Selon des sources locales, tout est parti d’une odeur pestilentielle persistante qui empestait la cour de M. G.R., propriétaire des lieux. D’abord convaincu qu’il s’agissait d’un animal mort abandonné par un chat, l’homme a entrepris une fouille minutieuse de sa maison, sans succès. C’est en suivant l’intensité de l’odeur qu’il a finalement été conduit vers ses latrines, situées à l’écart de l’habitation.
Avec l’aide d’un proche, G.R. réussit à déplacer la dalle recouvrant la fosse. Ce qu’ils y découvrent dépasse l’entendement : plusieurs corps de bébés gisant dans la pénombre, certains avec des membres détachés. Immédiatement, les deux hommes alertent les habitants du quartier ainsi que les forces de l’ordre.
La police s’est rapidement rendue sur les lieux pour constater les faits et ouvrir une enquête. Mais compte tenu de l’heure avancée, les agents ont suspendu leur intervention pour la reprendre le lendemain matin, mardi 27 mai, en présence du procureur de la République de Soubré.

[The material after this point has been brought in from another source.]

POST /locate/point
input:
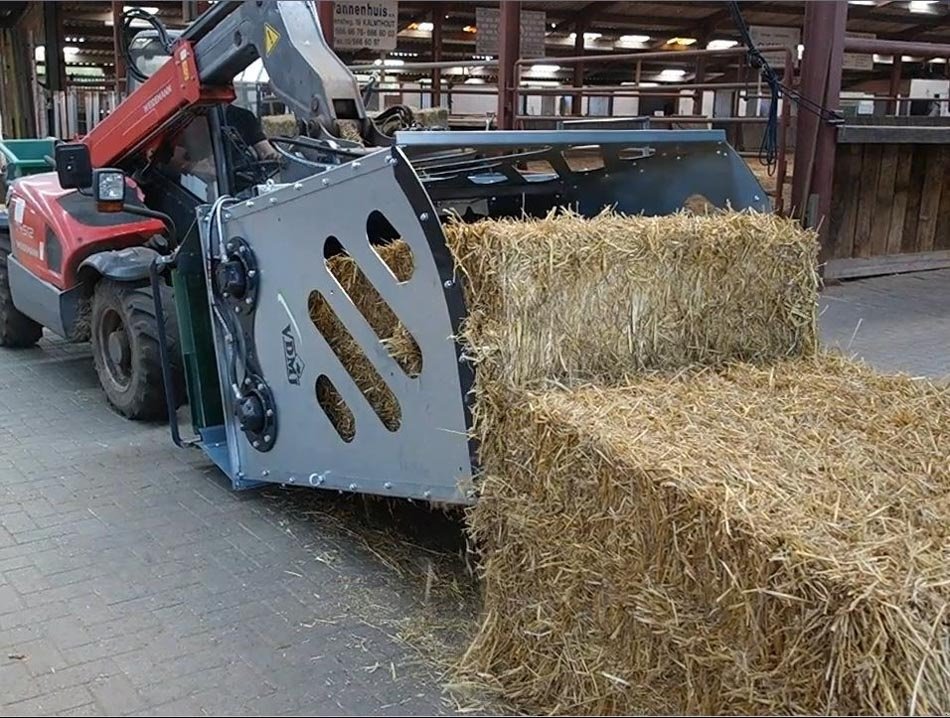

Six corps de nourrissons en état de décomposition ont déjà été extraits de la fosse. Les enquêteurs soupçonnent que d’autres cadavres pourraient encore s’y trouver, ce qui a conduit à la suspension temporaire des opérations de récupération.
Fait troublant : la concession où cette découverte a été faite est située juste en face du nouvel hôpital général de Méagui, séparée uniquement par la route nationale reliant Soubré à San Pedro. Ce détail relance plusieurs hypothèses, notamment celle d’un possible lien avec des pratiques clandestines d’ensevelissement de fœtus issus d’avortements illégaux ou d’enfants mort-nés.
À ce stade, aucune arrestation n’a été signalée, mais les premières investigations s’orientent vers des réseaux informels opérant dans la discrétion. Le propriétaire de la concession, encore sous le choc, dit ne pas comprendre comment sa fosse septique a pu servir de lieu d’abandon à ces dépouilles.
Une chose est certaine : cette affaire suscite une vive émotion à Touadji 2 et au-delà. Les habitants attendent avec impatience les conclusions de l’enquête judiciaire, qui pourraient révéler de lourds secrets sur des pratiques jusque-là inconnues dans la région.